Background: There is controversy whether high-dose chemotherapy and a blood cell or bone marrow autotransplant is a better treatment than conventional-dose chemotherapy for women with local/regional or metastatic breast cancer. Subject selection and time-to-treatment biases make definitive comparison impossible. Recent results of randomized trials are contradictory.
Objective: Determine appropriateness of high-dose chemotherapy and a blood cell or bone marrow autotransplant in women with breast cancer. PANELISTS: Nine breast cancer experts from diverse geographic sites and practice settings.
Evidence: Boolean MEDLINE searches of 'breast cancer' and 'chemotherapy' and/or 'blood cell' or 'bone marrow transplants'.
Process: We used a modified Delphi-panel group judgement process. Clinical variables were permuted to define 2058 clinical settings. Each panelist rated appropriateness of high-dose therapy and an autotransplant versus conventional therapy on a 9-point ordinal scale (1: most inappropriate, 9: most appropriate). An appropriateness index was developed based on median rating and amount of disagreement. The relationship of appropriateness indices to the permuted clinical variables was considered by analysis of variance and recursive partitioning.

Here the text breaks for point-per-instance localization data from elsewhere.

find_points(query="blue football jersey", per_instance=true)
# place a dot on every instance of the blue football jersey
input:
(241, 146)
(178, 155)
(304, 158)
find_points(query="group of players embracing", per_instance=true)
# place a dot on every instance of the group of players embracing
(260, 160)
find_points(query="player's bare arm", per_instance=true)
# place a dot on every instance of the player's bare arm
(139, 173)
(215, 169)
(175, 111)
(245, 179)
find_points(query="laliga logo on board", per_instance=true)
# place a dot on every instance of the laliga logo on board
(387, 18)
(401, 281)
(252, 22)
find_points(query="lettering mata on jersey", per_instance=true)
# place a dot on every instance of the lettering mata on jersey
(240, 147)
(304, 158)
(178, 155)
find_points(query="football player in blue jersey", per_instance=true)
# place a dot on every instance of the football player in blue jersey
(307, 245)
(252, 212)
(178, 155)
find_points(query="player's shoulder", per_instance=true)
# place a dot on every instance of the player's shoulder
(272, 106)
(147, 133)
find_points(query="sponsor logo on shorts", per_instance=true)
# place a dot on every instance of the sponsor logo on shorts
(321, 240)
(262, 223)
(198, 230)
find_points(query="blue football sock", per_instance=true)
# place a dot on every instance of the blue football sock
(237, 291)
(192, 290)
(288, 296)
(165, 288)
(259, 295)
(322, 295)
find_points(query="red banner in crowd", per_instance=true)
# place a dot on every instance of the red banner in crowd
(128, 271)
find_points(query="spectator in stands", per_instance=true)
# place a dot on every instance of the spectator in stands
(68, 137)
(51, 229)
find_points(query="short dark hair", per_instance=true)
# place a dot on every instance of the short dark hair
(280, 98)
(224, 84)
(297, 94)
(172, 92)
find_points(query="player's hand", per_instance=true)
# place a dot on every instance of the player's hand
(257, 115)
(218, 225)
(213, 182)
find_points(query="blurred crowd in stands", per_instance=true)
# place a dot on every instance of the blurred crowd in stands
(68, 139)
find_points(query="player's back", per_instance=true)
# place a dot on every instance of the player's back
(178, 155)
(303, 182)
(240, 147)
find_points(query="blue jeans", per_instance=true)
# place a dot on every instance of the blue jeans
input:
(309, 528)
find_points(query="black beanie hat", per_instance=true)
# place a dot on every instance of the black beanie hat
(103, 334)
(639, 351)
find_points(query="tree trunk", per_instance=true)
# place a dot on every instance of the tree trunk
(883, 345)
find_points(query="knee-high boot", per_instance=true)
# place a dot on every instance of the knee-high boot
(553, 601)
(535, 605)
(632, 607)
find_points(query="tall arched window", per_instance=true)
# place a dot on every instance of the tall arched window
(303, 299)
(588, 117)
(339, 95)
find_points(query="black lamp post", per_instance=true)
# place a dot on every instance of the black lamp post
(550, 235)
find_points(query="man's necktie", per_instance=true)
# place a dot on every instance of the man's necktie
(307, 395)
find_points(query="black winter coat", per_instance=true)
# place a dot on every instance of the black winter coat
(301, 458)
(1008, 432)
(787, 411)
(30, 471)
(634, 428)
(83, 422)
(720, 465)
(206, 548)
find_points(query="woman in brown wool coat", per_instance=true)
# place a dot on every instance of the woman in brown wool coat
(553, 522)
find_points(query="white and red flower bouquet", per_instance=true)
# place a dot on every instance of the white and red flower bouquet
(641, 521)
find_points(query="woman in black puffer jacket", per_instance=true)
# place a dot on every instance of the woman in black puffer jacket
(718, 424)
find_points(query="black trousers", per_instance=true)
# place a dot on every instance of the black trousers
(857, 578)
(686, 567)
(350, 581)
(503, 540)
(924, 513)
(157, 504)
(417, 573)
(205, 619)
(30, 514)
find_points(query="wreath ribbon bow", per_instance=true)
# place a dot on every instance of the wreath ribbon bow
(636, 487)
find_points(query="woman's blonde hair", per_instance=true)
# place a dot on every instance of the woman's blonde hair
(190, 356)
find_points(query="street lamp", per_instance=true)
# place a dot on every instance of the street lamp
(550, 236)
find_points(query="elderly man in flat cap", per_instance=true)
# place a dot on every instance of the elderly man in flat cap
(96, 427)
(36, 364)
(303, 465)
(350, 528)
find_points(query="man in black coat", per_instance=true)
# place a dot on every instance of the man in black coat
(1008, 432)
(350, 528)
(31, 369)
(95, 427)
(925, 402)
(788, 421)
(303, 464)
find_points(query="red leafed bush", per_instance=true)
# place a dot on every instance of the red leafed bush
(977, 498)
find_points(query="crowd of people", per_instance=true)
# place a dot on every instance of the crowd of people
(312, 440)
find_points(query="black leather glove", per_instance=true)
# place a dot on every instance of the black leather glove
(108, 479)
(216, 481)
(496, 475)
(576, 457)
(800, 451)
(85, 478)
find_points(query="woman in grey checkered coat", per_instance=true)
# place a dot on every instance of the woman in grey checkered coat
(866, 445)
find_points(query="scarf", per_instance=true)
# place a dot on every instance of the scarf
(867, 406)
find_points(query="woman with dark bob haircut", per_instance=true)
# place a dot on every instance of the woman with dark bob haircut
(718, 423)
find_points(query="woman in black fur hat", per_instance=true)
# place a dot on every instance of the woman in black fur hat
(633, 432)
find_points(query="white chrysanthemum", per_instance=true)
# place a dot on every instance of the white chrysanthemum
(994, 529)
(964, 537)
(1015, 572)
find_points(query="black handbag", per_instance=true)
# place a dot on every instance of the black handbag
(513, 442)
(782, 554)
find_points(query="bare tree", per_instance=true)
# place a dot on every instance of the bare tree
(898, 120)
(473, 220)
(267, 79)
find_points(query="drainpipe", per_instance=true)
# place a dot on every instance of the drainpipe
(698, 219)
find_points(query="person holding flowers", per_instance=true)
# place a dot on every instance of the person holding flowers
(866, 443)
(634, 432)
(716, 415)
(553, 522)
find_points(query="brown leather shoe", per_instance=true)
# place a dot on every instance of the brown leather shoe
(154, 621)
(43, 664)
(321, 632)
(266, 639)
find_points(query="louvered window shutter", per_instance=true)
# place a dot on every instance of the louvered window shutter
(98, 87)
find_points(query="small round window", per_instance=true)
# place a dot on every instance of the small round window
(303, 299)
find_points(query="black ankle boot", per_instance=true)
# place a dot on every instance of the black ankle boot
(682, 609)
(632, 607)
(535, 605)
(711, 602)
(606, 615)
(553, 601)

Conclusions: In women with local/regional breast cancer autotransplants were rated: 1) appropriate in those with > or = 10 cancer-involved lymph nodes; 2) uncertain in those with 4-9 cancer-involved nodes; and 3) inappropriate in women with < or = 3 cancer-involved lymph nodes. In women with metastatic breast cancer autotransplants were rated: 1) appropriate in those with metastases to 'favorable' sites (skin, lymph node, pleura) and a complete or partial response to chemotherapy; 2) uncertain in women with metastases to 'unfavorable' sites (lung, liver, or central nervous system) and a complete response to chemotherapy or those with bone metastases and a complete or partial response or stable disease after chemotherapy; and 3) inappropriate in other settings.